- Education: University of Oxford
- Scientific career
- Thesis: The characterisation of amylin and analysis of its role in diabetes mellitus (1989);
- Doctoral advisor: Kenneth B. M. Reid

= Garth Cooper =

Biology researcher in New Zealand

Garth James Smith Cooper is a New Zealand academic biochemist, and as of 2021 is a full professor at the University of Auckland.

==Early life==
Cooper is of Pākehā (European) and Ngāti Māhanga Māori descent. He speaks English, but not Māori, as his Māori grandmother thought he should learn English. He received schooling in New Zealand. He studied at the University of Auckland starting in 1969, and gained a BSc in Chemistry and Biochemistry (1971), a BSc in Human Biology (1975) and medical degrees (MB ChB, 1978).

==Career==
Cooper worked as a medical officer in Rotorua in 1979 and 1980, then in Auckland from 1981 to 1985, including several years based in Middlemore Hospital in South Auckland. He and David Scott pioneered a programme for a new approach to health care delivery in Ōtara from 1983 to 1985. He wrote and delivered the first course in New Zealand for lay community health workers, which was recognised by the Mayor of South Auckland (1985). The programme was developed at the Whaiora Marae in Ōtara, where Cooper worked part-time.

He did doctoral studies at the University of Oxford from 1986 to 1989 and was awarded a PhD for his thesis titled The characterisation of amylin and analysis of its role in diabetes mellitus.

Cooper was a founder and the chief technical officer of Amylin Pharmaceuticals Inc. in California until 1992. He returned to New Zealand and the University of Auckland in 1993, rising to full professor. In his role as Professor in Biochemistry and Medicine (1995–present), he has developed courses for young Māori and Pasifika students as part of the University of Auckland's Māori and Pacific Admission Scheme programmes. He has been a member of the Maori Health Committee and the Research Policy Advisory Committee of the Health Research Council of New Zealand.
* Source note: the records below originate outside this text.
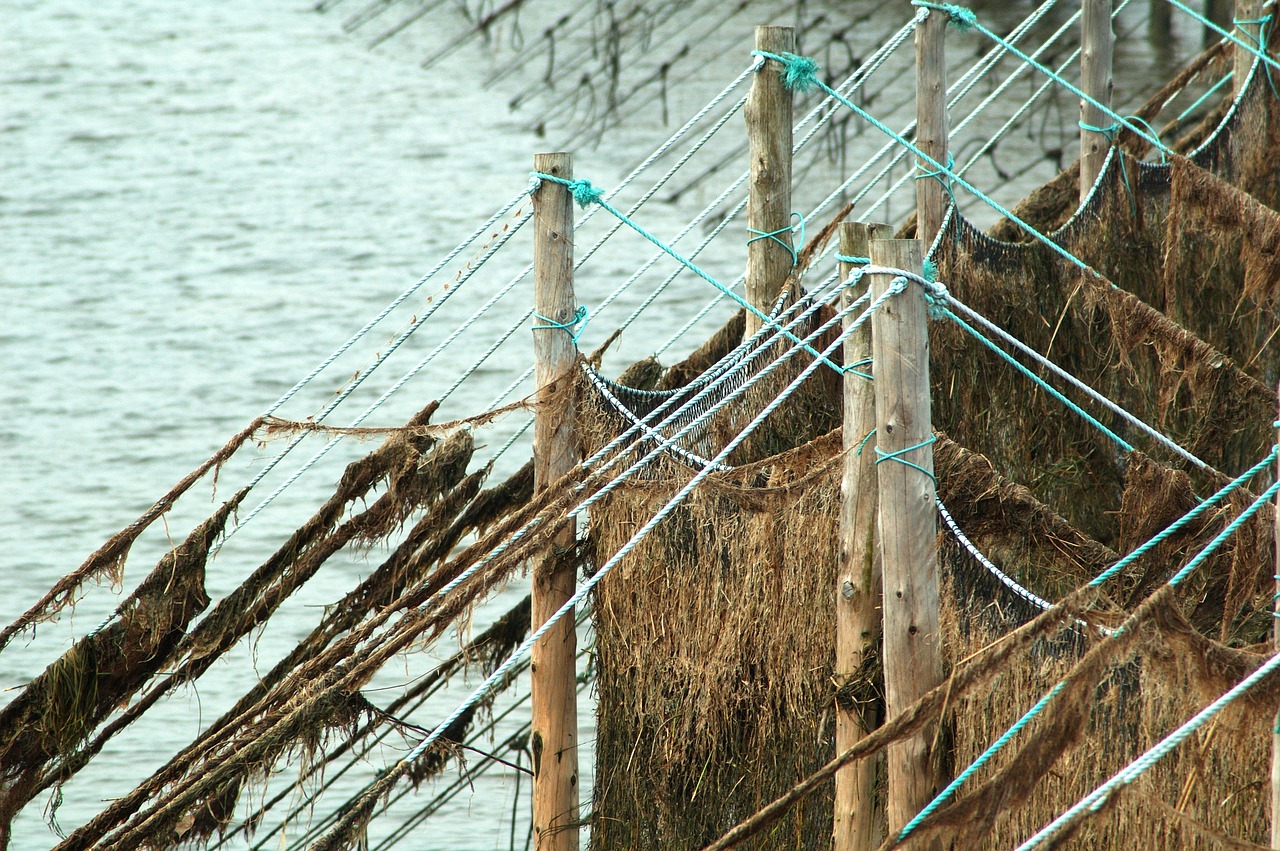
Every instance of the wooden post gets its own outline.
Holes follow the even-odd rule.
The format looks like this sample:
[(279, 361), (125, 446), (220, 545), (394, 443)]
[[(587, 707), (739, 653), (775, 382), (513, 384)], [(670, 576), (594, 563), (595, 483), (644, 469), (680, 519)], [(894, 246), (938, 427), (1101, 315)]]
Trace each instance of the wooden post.
[[(756, 50), (794, 53), (792, 27), (756, 27)], [(768, 313), (791, 272), (791, 90), (782, 84), (782, 65), (770, 59), (756, 72), (747, 96), (747, 146), (751, 185), (747, 201), (747, 303)], [(761, 237), (761, 234), (774, 234)], [(760, 330), (747, 311), (746, 336)]]
[[(920, 243), (874, 240), (871, 262), (920, 273)], [(890, 285), (876, 275), (872, 293)], [(876, 478), (884, 571), (884, 683), (892, 718), (942, 682), (938, 635), (938, 509), (934, 504), (929, 409), (929, 334), (924, 293), (908, 284), (872, 317), (875, 359)], [(899, 453), (894, 458), (886, 455)], [(927, 470), (923, 473), (916, 467)], [(889, 835), (894, 836), (943, 788), (935, 733), (926, 729), (889, 746)]]
[[(888, 239), (887, 224), (845, 222), (840, 226), (840, 253), (866, 257), (872, 239)], [(856, 266), (841, 261), (840, 277), (848, 280)], [(844, 306), (868, 289), (868, 279), (846, 287)], [(858, 314), (845, 317), (848, 326)], [(844, 341), (845, 364), (871, 357), (871, 326), (864, 324)], [(870, 373), (870, 366), (855, 367)], [(836, 685), (857, 673), (868, 652), (880, 652), (880, 549), (876, 544), (876, 464), (870, 449), (859, 452), (863, 438), (876, 427), (876, 395), (860, 375), (844, 376), (844, 480), (840, 501), (840, 571), (836, 576)], [(870, 441), (868, 441), (870, 442)], [(864, 447), (865, 449), (865, 447)], [(883, 719), (870, 706), (836, 704), (836, 753), (844, 753)], [(880, 844), (880, 818), (875, 805), (876, 760), (863, 759), (836, 772), (835, 851), (873, 851)]]
[[(916, 27), (916, 147), (947, 165), (947, 63), (945, 33), (948, 17), (934, 9)], [(933, 243), (947, 211), (946, 175), (934, 175), (937, 168), (916, 162), (916, 237), (925, 247)]]
[[(1280, 394), (1280, 387), (1276, 388)], [(1276, 418), (1280, 422), (1280, 417)], [(1280, 428), (1276, 429), (1276, 440), (1280, 440)], [(1280, 462), (1277, 462), (1276, 474), (1280, 476)], [(1271, 651), (1280, 653), (1280, 496), (1276, 498), (1276, 590), (1274, 607), (1277, 616), (1271, 624)], [(1280, 712), (1276, 714), (1275, 725), (1271, 728), (1271, 847), (1280, 848)]]
[[(1080, 16), (1080, 89), (1104, 106), (1111, 107), (1111, 59), (1116, 37), (1111, 29), (1111, 0), (1083, 0)], [(1102, 171), (1111, 139), (1115, 134), (1087, 130), (1110, 127), (1111, 116), (1080, 99), (1080, 200), (1084, 201)]]
[[(534, 171), (573, 177), (568, 154), (537, 154)], [(572, 322), (573, 198), (567, 187), (544, 181), (533, 196), (535, 326)], [(564, 390), (577, 359), (571, 331), (537, 328), (533, 352), (537, 367), (538, 413), (534, 423), (534, 487), (541, 490), (579, 460), (572, 399)], [(532, 623), (541, 626), (573, 596), (576, 577), (562, 554), (574, 542), (565, 529), (551, 550), (533, 566)], [(573, 613), (562, 618), (533, 646), (530, 666), (533, 726), (533, 831), (538, 851), (578, 848), (578, 692), (577, 635)]]
[[(1256, 21), (1262, 17), (1262, 0), (1236, 0), (1235, 18), (1236, 21)], [(1257, 47), (1259, 37), (1262, 30), (1261, 24), (1241, 23), (1233, 25), (1228, 22), (1223, 29), (1230, 32), (1236, 38), (1245, 44)], [(1215, 33), (1216, 35), (1216, 33)], [(1215, 39), (1216, 41), (1216, 39)], [(1236, 92), (1240, 91), (1244, 85), (1245, 79), (1249, 76), (1249, 69), (1253, 67), (1253, 60), (1256, 58), (1253, 51), (1246, 50), (1240, 45), (1233, 45), (1235, 50), (1234, 70), (1235, 75), (1231, 78), (1231, 82)]]
[[(1204, 0), (1204, 16), (1227, 32), (1230, 32), (1231, 6), (1232, 0)], [(1221, 40), (1222, 36), (1217, 30), (1206, 26), (1201, 34), (1200, 47), (1207, 50)]]
[(1149, 0), (1147, 17), (1147, 41), (1157, 55), (1166, 55), (1173, 48), (1173, 4), (1169, 0)]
He was elected a Fellow of the Royal Society of New Zealand in 1998 and a Fellow of the Academy of Medical Sciences in 2013. He was awarded a Doctor of Science degree by the University of Oxford in 2017, based on his more than 200 publications, mainly in the field of diabetes and metabolic disease.

Cooper was involved in the Listener letter on science controversy in 2021, as one of the signatories to the initial letter. He and two other signatories, who were Royal Society fellows, were investigated by the Royal Society. In response, the Free Speech Union started a fund to support Cooper and another one of the fellows.

== Selected works ==
- Xu, A., Wang, Y., Keshaw, H., Xu, L.Y., Lam, K.S. and Cooper, G.J., 2003. The fat-derived hormone adiponectin alleviates alcoholic and nonalcoholic fatty liver diseases in mice. The Journal of clinical investigation, 112(1), pp. 91–100.
- Cooper, G.J., Willis, A.C., Clark, A., Turner, R.C., Sim, R.B. and Reid, K.B., 1987. Purification and characterization of a peptide from amyloid-rich pancreases of type 2 diabetic patients. Proceedings of the National Academy of Sciences, 84(23), pp. 8628–8632.
- Clark, A., Wells, C.A., Buley, I.D., Cruickshank, J.K., Vanhegan, R.I., Matthews, D.R., Cooper, G.J., Holman, R.R. and Turner, R.C., 1988. Islet amyloid, increased A-cells, reduced B-cells and exocrine fibrosis: quantitative changes in the pancreas in type 2 diabetes. Diabetes research (Edinburgh, Scotland), 9(4), pp. 151–159.
- Leighton, B. and Cooper, G.J., 1988. Pancreatic amylin and calcitonin gene-related peptide cause resistance to insulin in skeletal muscle in vitro. Nature, 335(6191), pp. 632–635.